Now what of our concerns? We wonder if too much is being done by too many people in too many countries. We foresee a proliferation of clearinghouses both with respect to products as well as regions. Too many clearinghouses will lead to increases in exposure and capital due to the fragmentation of risk. Smaller and more numerous clearinghouses will reduce the benefits and efficiency of compression. Are we better off with 10 regional interest rate swap clearinghouses, each with $75 trillion of notionals, or with one large clearinghouse that might have $200 or 300 trillion of notionals? The chances of weaknesses in regulatory oversight are multiplied by the number of clearinghouses to oversee while larger clearinghouses may increase systemic risk

We also foresee a proliferation of trade repositories as more countries require domiciliation within their borders. How can we be sure the trade repositories will communicate with each other? Will all the data be captured? Will there be double-counting? Will regulators be able to get an accurate picture of risk that may be building up in the system?

We already have a proliferation of regulators. Each country seems to have multiple bodies doing the same thing. This proliferation has made the task of reform enormously difficult. It would have been much simpler if a single, small body of international regulators could work with us so we could address one piece of market infrastructure at a time rather than having everyone working on everything at the same time.

We have other concerns. Chief among them are extraterritorial threats. Will national regulators overreach and try to impose their standards on entities outside their borders? Will such efforts spur retaliation? This could get messy.

What will be the effects of new regulations that are designed to change the structure of the marketplace? We at ISDA believe strongly in the value of the market-making process for derivatives. Market-making is relationship-based, wrapped up in the client-dealer dynamic. We believe an impersonal exchange will not be the best means of executing large transactions at tight prices.

Finally, what about clearing and initial margins? We like clearing and variation margin for cleared and uncleared trades. But we are very concerned about the massive amounts of funds required to support initial margins. The amounts could run into trillions of dollars of “dead” funds. Are they justified? There has to be a better way.
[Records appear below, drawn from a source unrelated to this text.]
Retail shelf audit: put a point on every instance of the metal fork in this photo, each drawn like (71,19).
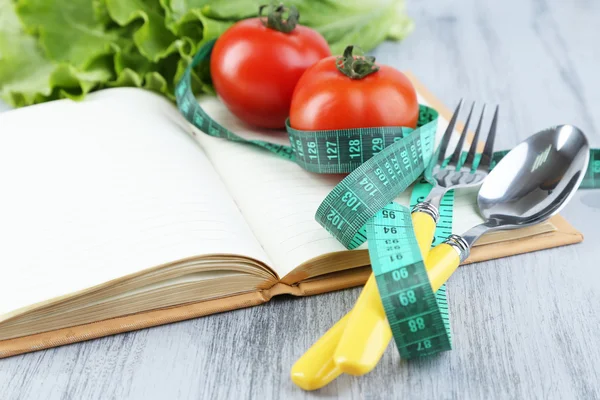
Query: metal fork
(453,174)
(356,344)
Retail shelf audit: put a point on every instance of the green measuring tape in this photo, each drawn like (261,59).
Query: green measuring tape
(382,162)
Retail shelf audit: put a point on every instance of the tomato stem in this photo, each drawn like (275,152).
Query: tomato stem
(355,67)
(275,17)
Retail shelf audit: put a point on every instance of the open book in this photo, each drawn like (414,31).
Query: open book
(116,214)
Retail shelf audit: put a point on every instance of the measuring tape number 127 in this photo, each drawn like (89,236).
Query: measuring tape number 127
(382,162)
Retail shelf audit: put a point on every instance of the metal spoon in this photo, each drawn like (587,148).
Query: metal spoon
(529,185)
(534,181)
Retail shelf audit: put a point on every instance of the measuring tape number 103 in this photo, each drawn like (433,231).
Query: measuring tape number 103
(382,162)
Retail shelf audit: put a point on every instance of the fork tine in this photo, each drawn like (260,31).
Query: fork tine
(471,154)
(449,130)
(458,150)
(488,149)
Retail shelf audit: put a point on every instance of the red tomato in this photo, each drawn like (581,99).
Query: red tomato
(326,98)
(255,69)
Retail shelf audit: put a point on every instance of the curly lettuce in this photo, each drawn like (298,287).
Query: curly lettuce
(52,49)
We are proud of what ISDA has accomplished throughout its 26-year history. Recently, we have reaffirmed our commitment to serve the derivatives market and all participants. We have supported reform for our members around the world and coordinated industry – regulatory commitments globally. We believe our communication with members has improved and we have upgraded our research to provide useful analyses of market issues. I leave ISDA with great confidence in Bob and George, as well as our committed staff and Board. It has been a privilege to serve as ISDA’s CEO these past two years and I look forward to helping Bob and the Board in an advisory capacity going forward.